What issue(s) do you feel most strongly about in this presidential election and why?

“Climate change. We have one candidate who doesn’t even believe climate change is a real thing, despite common consensus from scientists who study climate for a living. We need candidates who will take this issue seriously because we are already seeing the impacts of climate change across the globe and we need to act now to prevent the worst possible scenario, such as wars over food and resources, floods that evict large amounts of people from their homes, and more superstorms, which we’ve already seen.

– Samantha Colombo ’17


“Police brutality, because it’s a major problem within our country and needs to be handled accordingly.”

– Emily Weaver ’18


“Healthcare and taxes, because I feel like they are the most important topics for all citizens.”

– Corinne Donohue ’18


“Health and education are near and dear to my heart, but I don’t know that either candidate represents my core ideals on these two topics. Some things will stand the test of time and legislation, so I don’t see the need  to try and amend it through my choice of political candidate.”

– Josias De Peña ’18


“Education, because it is what impacts me the most right now. I see how messed up our education system has become. I believe this is an important issue because we need to educate today’s youth to become tomorrow’s leaders.”

– Kayhla Waters ’18


“The improvement of the economy and the improvement of foreign relations.
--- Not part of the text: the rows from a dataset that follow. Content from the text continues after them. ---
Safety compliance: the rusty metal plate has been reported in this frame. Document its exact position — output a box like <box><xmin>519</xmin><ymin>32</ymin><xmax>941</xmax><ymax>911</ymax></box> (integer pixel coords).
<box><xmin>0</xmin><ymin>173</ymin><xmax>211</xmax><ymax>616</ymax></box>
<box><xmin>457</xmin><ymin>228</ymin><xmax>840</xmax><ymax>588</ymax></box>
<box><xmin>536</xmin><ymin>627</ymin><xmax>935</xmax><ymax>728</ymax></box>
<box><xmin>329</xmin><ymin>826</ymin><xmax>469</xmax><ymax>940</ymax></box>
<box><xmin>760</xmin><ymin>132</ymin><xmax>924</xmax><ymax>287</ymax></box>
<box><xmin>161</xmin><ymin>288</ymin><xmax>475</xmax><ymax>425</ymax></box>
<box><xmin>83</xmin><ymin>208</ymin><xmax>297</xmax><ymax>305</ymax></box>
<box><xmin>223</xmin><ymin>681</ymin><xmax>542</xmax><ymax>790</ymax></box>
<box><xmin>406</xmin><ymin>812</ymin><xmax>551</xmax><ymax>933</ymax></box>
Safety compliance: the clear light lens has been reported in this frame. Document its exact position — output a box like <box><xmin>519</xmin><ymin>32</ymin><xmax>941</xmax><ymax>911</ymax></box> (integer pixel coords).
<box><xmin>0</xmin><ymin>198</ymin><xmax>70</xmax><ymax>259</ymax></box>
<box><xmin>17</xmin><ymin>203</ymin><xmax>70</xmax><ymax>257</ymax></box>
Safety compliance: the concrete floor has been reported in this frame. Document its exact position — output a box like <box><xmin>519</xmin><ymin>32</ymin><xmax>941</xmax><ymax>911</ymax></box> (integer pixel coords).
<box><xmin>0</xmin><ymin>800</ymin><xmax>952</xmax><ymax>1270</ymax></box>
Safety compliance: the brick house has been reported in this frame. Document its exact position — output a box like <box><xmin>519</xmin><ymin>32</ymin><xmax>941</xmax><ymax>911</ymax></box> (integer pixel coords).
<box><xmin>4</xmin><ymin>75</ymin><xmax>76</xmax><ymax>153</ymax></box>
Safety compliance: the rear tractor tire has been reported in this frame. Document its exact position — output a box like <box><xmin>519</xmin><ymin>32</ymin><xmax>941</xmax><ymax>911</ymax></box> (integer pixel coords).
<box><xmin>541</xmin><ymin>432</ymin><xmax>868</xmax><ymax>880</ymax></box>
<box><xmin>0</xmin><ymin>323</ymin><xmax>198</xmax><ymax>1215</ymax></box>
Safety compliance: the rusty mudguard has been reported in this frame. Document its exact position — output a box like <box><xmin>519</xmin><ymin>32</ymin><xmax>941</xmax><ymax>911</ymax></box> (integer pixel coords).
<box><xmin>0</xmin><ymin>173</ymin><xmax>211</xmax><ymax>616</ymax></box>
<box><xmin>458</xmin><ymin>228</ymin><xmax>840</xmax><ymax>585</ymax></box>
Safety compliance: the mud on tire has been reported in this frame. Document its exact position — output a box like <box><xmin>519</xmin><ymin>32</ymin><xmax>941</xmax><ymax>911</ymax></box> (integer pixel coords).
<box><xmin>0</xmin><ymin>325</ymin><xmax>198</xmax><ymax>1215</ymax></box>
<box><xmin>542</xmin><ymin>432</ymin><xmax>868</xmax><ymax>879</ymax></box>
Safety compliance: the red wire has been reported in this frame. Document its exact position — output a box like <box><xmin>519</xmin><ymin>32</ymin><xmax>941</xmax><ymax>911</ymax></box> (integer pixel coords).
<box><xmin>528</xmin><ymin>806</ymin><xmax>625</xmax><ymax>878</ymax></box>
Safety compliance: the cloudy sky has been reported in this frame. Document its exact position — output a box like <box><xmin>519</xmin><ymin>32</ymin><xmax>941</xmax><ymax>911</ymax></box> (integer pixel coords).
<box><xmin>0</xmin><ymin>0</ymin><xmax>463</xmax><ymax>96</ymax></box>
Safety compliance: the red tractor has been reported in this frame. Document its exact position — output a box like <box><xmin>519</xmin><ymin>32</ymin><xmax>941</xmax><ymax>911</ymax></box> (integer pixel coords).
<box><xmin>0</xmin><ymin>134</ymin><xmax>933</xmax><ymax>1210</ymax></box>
Senator Clinton claims to desire the implementation of certain economic plans that Senator Bernie Sanders presented, whereas Trump’s economic strategy seems to have the potential to be highly detrimental, and I don’t believe either
candidate has been pressured to speak on their plans adequately enough. As for foreign relations, I get the vibe that both candidates are more fixated on war and competition than they are peace, so I’d love to have them discuss why that is.”

– Kyle Bernadyn ’18


“Climate change cannot be ignored or denied as fact. The science is jarring, and for any candidate to claim climate change is a hoax shows they are simply denying the facts presented before them. About half of  Republican candidates dispute the existence of human-caused climate change, while all three Democratic candidates have acknowledged the urgent need to address the issues at the forefront of the matter such as carbon emissions, deforestation, and an increase in global temperatures. With President Obama’s direction, the United States has done more to combat climate change than ever before, and the turnout of this election will determine if the effort to save the planet continues.”

– Steven Gosch ’19


“Women’s rights and education. As a woman, I’d like not only equality of genders, but also I’d like to receive the same amount of respect that men receive in the work place and in society overall. Education, especially for those who are less fortunate, is also important to me. The United States of America does not make education a priority or give its youth the opportunities necessary to be successful. I believe we need to fund afterschool programs and/or musical programs, not cut funding,  which is what has happened. At the end of the day, college is a goal for which everyone should have the opportunity to strive.”